Sunday, May 20, 2012

Ancient-Present Faith

As an Evangelical pastor through the early years of the "worship wars" (as contemporary syncretism increasingly became the model for congregational worship), I sought ways to maintain a continuity with the good things in Christian worship that had stood the test of time for centuries.  In the process I finally sensed I was trying to "recreate the wheel" as I spent hours each week building our worship service.  A catalyst for this realization was comprehending something of what Justin Martyr wrote in the mid-second century – not so long after the death of the last of the Twelve – St John.    St Justin Martyr described early Christian worship in the following treatise, and I began to see that Christian worship looked far more Catholic than something in the free-church tradition of Evangelicals (and notice immediately the exclusivity of the Eucharist)....
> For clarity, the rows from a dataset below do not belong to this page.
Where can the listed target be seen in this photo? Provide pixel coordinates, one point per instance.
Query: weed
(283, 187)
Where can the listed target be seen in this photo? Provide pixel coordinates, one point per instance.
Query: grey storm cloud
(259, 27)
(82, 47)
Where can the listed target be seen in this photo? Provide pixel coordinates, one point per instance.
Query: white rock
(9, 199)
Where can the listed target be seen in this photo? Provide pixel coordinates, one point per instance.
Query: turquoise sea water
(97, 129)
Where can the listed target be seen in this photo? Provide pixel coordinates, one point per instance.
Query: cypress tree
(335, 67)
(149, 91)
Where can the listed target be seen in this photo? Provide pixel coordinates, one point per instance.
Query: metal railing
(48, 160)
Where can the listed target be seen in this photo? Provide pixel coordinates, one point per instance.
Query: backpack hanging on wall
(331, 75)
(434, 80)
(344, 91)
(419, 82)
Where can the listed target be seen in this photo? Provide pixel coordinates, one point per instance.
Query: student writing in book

From the first apology in defense of the Christians by Saint Justin, martyr
(Cap. 66-67: PB 6, 427-431)

The celebration of the eucharist

No one may share the eucharist with us unless he believes that what we teach is true, unless he is washed in the regenerating waters of baptism for the remission of his sins, and unless he lives in accordance with the principles given us by Christ.

We do not consume the eucharistic bread and wine as if it were ordinary food and drink, for we have been taught that as Jesus Christ our Savior became a man of flesh and blood by the power of the Word of God, so also the food that our flesh and blood assimilates for its nourishment becomes the flesh and blood of the incarnate Jesus by the power of his own words contained in the prayer of thanksgiving.

The apostles, in their recollections, which are called gospels, handed down to us what Jesus commanded them to do. They tell us that he took bread, gave thanks and said: Do this in memory of me. This is my body. In the same way he took the cup, he gave thanks and said: This is my blood. The Lord gave this command to them alone. Ever since then we have constantly reminded one another of these things. The rich among us help the poor and we are always united. For all that we receive we praise the Creator of the universe through his Son Jesus Christ and through the Holy Spirit.

On Sunday we have a common assembly of all our members, whether they live in the city or the outlying districts. The recollections of the apostles or the writings of the prophets are read, as long as there is time. When the reader has finished, the president of the assembly speaks to us; he urges everyone to imitate the examples of virtue we have heard in the readings. Then we all stand up together and pray.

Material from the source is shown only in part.